The connection between The Secret and Buddhism may not be altogether clear, but it’s there. I have a fiend who works a large Buddhist bookshop in Los Angeles. A couple years ago she told me that The Secret basically kept the store afloat. The store’s impressive stock of just about every Buddhist book currently in print wasn’t selling for sour beans, but copies of The Secret were flying out the doors so fast they could barely keep it in stock.The authors of The Secret draw upon the general public’s vague understanding of the Hindu/Buddhist concept of karma, couple that with a few mystical sounding pseudo-spiritual superstitions and latch it all on to that perennial best-seller greed. The result is a vaguely Eastern sounding philosophy that says just wish for something real hard and it’ll come to you. If you want that BMW bad enough, picture it in your mind’s eye and you’ll get it.In the Family Guy episode Brian watches as his novel tanks while books about this kind of soft-soap spirituality sell by the truckload. So he cynically puts together his own version of the same thing and it’s a big hit. Sadly, this is not so far removed from what’s really happening.

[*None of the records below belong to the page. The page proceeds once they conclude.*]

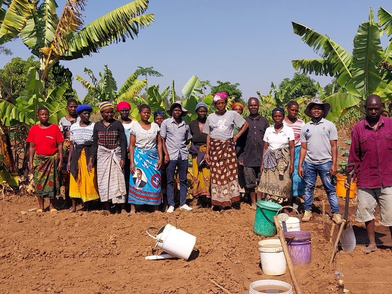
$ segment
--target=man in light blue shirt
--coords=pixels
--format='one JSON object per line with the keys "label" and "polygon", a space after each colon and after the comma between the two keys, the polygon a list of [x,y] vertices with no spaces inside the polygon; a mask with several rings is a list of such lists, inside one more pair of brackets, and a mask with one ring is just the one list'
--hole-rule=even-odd
{"label": "man in light blue shirt", "polygon": [[318,175],[331,205],[332,220],[337,224],[341,223],[336,188],[332,180],[337,172],[337,131],[332,121],[325,119],[330,109],[329,103],[314,99],[304,111],[311,119],[302,127],[300,135],[301,144],[298,174],[305,181],[303,222],[312,218],[312,203]]}
{"label": "man in light blue shirt", "polygon": [[163,140],[163,151],[166,174],[167,178],[167,212],[174,211],[173,183],[176,168],[178,168],[180,179],[180,209],[192,210],[186,201],[186,174],[188,171],[188,150],[186,145],[192,138],[189,126],[183,119],[188,111],[182,106],[181,101],[176,101],[167,110],[172,116],[163,120],[161,125],[160,135]]}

My friend Brucekowski (thus dubbed because his name is Bruce and his writing showed the influence of Bukowski) and I hatched a similar scheme many years ago, as we sat there watching hippie burnouts and self-absorbed yuppies attempt to save the Earth by throwing all their recyclables in the wrong bins. Being within driving distance of presidential estates like Monticello (Jefferson), Ash Lawn (Monroe), Montpelier (Madison), and even Mount Vernon (Washington) at a stretch, our idea was to gather rocks, dirt, sticks and moss (and maybe even gravestone chippings) from the grounds and sell them in little baggies, which would be placed under pillows or dangled from rearview mirrors, where they would emanate that Founding Father aura to… I dunno, make you smarter, more eloquent, virile, you name it. We didn’t really get that far with the plan. But of course we immediately saw the potential for workbooks, $4.99/min. phone lines, and other additional merchandising tie-ins. Smooth operators are standing by…
So, what do you say? I mean, here I am blathering on a blog for my own amusement, and obviously you all don’t have anything better to do if you’re reading this. And we could all use some extra money, yes? So are we going to put our heads together and bring this idea to fruition or what? If it sounds unscrupulous to you, think of it this way: at least we’d be preventing people from spending that money on The Secret. We would use our newfound wealth for good, not evil!